Мы пошли дальше и смешались с тысячами людей, которые бродили вокруг в поисках отдыха от дневных дел. Здесь, на границе Египта, собрался самый разноплеменный люд: бедуины из пустыни, сирийцы из-за Красного моря, купцы с богатого острова Читтим, путешественники с побережья и торговцы из страны Пунт13 и из неведомых земель севера. И все смеялись, разговаривали, веселились, исключая тех, что собирались в кружки — послушать рассказчика истории или странствующих музыкантов или посмотреть на женщин, которые плясали полураздетые в надежде на вознаграждение.

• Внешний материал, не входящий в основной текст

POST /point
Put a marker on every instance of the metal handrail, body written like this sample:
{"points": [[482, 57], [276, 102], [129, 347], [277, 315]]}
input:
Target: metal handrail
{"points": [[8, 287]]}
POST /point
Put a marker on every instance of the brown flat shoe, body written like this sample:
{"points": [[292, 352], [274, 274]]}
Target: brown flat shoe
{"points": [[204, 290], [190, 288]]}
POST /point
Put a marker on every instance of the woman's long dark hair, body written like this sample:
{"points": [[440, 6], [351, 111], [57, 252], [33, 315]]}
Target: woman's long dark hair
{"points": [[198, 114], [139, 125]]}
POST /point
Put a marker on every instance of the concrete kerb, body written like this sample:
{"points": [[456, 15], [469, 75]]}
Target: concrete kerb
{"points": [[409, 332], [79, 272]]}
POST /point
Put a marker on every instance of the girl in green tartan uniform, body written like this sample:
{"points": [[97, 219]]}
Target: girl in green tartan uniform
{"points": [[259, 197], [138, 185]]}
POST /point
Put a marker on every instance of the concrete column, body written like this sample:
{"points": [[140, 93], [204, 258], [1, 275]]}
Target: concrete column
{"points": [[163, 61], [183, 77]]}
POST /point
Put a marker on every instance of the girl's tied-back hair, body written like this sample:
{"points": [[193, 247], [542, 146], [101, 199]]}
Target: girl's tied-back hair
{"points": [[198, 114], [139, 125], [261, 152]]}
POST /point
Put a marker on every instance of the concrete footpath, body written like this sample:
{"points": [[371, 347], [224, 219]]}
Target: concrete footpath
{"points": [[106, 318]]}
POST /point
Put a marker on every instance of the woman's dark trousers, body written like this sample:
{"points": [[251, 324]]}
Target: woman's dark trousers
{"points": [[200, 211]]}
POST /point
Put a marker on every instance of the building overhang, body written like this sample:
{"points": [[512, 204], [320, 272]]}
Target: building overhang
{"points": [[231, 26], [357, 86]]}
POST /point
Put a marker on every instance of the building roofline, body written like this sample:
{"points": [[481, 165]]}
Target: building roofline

Время от времени толпа расступалась, давая проехать знатному человеку или даме, перед чьей колесницей бежали гонцы, крича «Дорогу! Дорогу!» и размахивая длинными палками. Потом появилась процессия облаченных в белое жрецов Исиды14, шествующих при лунном свете, как и подобает слугам богини Луны; они несли на воздетых руках священное изображение богини, перед которым все люди склоняли головы и на некоторое время умолкали. Иногда проносили тело какого-нибудь знатного человека, недавно умершего; впереди шли наемные плакальщицы, оглашая воздух воплями и причитаниями, которыми они провожали мертвеца перед тем, как его набальзамируют. Наконец из какой-то боковой улицы появилась толпа в несколько сотен мужчин, горбоносых и бородатых, среди них иногда мелькали женщины; они были связаны между собой веревкой, не мешавшей, однако, их движениям, и окружены сопровождавшими их вооруженными стражниками.

— Кто это? — спросил я, ибо никогда не видел ничего подобного.

— Рабы-израильтяне. Они возвращаются с работ по сооружению нового канала, который должен дойти до Красного моря, — ответил принц.

Мы остановились, пропуская их, и я заметил, как гордо сверкали их глаза и как свирепо было выражение их лиц, хотя они были всего лишь узники, да еще изнуренные усталостью и перепачканные от работы в грязи и воде. И вдруг случилось непредвиденное. Один седобородый человек отстал, задерживая и затрудняя продвижение остальным. Видя это, один из надсмотрщиков подбежал к нему и стал хлестать его бичом, сплетенным из кожи морского чудовища. Старик обернулся и, подняв деревянную лопату, которую нес на плече, ударил надсмотрщика с такой силой, что раскроил ему череп. Надсмотрщик упал мертвым. Другие надсмотрщики набросились на израильтянина (как называли этих рабов) и ударами сбили его с ног. Тут появился воин и, увидев происходящее, выхватил свой бронзовый меч. Из толпы выбежала девушка, юная и прелестная, несмотря на ее грубую одежду.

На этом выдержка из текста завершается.